The Western Baul Podcast Series features talks by practitioners of the Western Baul path. Topics are intended to offer something of educational, inspirational, and practical value to anyone drawn to the spiritual path. For Western Bauls, practice is not a matter of philosophy but is expressed in everyday affairs, service to others, and music and song. There is the recognition that all spiritual traditions have examples of those who have realized that there is no separate self to substantiate—though one will always exist in form—and that “There is only God” or oneness with creation. Western Bauls, as named by Lee Lozowick (1943-2010), an American spiritual Master who taught in the U.S., Europe, and India and who was known for his radical dharma, humor, and integrity, are kin to the Bauls of Bengal, India, with whom he shared an essential resonance and friendship. Lee’s spiritual lineage includes Yogi Ramsuratkumar and Swami Papa Ramdas. Contact us: westernbaul.org/contact
Episodes
Thursday Mar 02, 2023
Lies We Tell Ourselves (Karl Krumins)
Thursday Mar 02, 2023
Thursday Mar 02, 2023
The talk focuses more on self-deception—not knowing we’re lying to ourselves—than on lying as intentional untrue statements. Little children do not lie to themselves. We learn lying from things society and our parents tell us that aren’t true.

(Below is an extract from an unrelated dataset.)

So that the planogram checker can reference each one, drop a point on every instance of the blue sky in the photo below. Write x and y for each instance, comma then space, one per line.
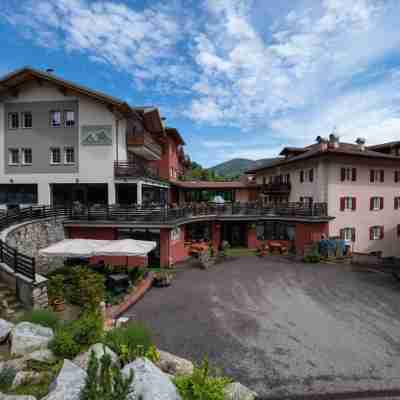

We may think our wants are needs. A lot of lying occurs because perception is limited. We selectively perceive things that have survival value for us and tend not to register other things that don’t have payoffs. The Work involves developing diffuse rather than selective attention if we gradually train attention to free itself from being magnetized by phenomena based on conditioning. Lies and self-deception are prevalent in relationships, business, medicine, school, sports, history, the news, politics, etc. Some types of lying include denial, exaggeration, minimization, restructuring, confabulation, paltering, and beliefs—which are ways of coping with mystery and uncertainty. A common belief is that we have free will, but we can consider the Buddhist principle of independent origination: the cause of any one thing is everything else. Comparison is an unconscious form of lying because everything is unique. Evaluative statements apply to a moment in time, but we’re constantly changing. The big lie is that we are separate independent entities. A way of working with kidding ourselves is to work with not drawing conclusions. We can see that our attention is scattered, return it to what we are doing, notice sensations in the body, and develop a witness function. We can have compassion for ourselves and others as we develop the capacity to meet others with greater honesty. Refining our attention will create greater self-honesty. Karl has been a spiritual practitioner for forty years. He lived in India for seven years and has a passion for considering the essential similarities of spiritual traditions.